Parce que oui, une des façons pour nous, Monsieur et Madame Tout-le-Monde, d'échapper aux pièges d'une vie complexe et fatiguante, c'est peut-être de prendre un peu plus au sérieux ce qu'il reste de notre enfance au fond de nous.
Et donc de prendre les choses qui nous arrivent de façon calme et juste, simple. Alors évidemment, c'est de la généralisation. Ça ne veut pas dire qu'il faut devenir simplement un branleur et ne plus rien faire, ou alors tout prendre et le simplifier à outrance.

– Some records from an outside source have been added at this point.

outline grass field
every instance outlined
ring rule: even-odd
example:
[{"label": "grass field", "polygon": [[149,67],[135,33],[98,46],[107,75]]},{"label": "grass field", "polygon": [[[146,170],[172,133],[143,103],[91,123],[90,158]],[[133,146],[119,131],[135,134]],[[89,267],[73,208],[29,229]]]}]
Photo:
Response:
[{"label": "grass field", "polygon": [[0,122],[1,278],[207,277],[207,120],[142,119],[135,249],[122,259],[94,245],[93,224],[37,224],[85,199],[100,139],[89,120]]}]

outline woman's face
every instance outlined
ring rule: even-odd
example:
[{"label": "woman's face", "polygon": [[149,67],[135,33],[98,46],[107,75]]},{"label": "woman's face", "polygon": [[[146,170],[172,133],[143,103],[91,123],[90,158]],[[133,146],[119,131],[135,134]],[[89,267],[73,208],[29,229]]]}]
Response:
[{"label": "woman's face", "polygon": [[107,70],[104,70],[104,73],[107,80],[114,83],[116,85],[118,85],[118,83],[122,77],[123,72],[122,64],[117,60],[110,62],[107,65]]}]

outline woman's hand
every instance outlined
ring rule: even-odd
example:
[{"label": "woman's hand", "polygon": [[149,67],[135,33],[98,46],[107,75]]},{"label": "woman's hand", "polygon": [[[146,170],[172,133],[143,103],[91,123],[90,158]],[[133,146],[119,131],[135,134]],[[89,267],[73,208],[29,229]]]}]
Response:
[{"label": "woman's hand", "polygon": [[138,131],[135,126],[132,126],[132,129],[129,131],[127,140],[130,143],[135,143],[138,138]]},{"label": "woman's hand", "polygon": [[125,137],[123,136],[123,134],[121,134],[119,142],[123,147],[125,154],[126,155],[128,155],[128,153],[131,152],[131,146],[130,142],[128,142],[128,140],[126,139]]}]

Mais j'espère bien que vous m'avez compris, que ce soit en apprenant à dire non ou en limitant le nombre de personnes et d'engagements dans nos vies. Bref, en se concentrant sur moins de choses, mais en s'assurant qu'elles comptent vraiment.
Parce que réduire nos obligations, ce n'est pas de la fainéantise, c'est de la clarté. Et voici concrètement, et selon moi, mais pas que, évidemment, les choses à faire pour simplifier nos vies.
Au-delà des tâches et des responsabilités excessives, il y a un autre facteur qui contribue à notre épuisement : le flot constant d'informations que nous consommons chaque jour, et notamment les mises à jour incessantes des actualités.
Je ne veux pas trop généraliser par peur qu'un vrai expert vienne m'expliquer que j'ai complètement tort, mais il me semble logique d'affirmer que pendant une grande partie de l'histoire, l'information restait quelque chose de rare.
Les nouvelles étaient quelque chose qu'on apprenait occasionnellement, et elles étaient souvent importantes. Je vais mettre souvent entre des grandes guillemets imaginaires, parce que je n'y étais évidemment pas.
Mais aujourd'hui, les actualités sont une marchandise toujours disponible et surtout toujours urgente. Il y a du bon, mais parce qu'elles sont omniprésentes, nous avons été conditionnés à penser que nous devons rester informés de tout ce qui se passe dans le monde.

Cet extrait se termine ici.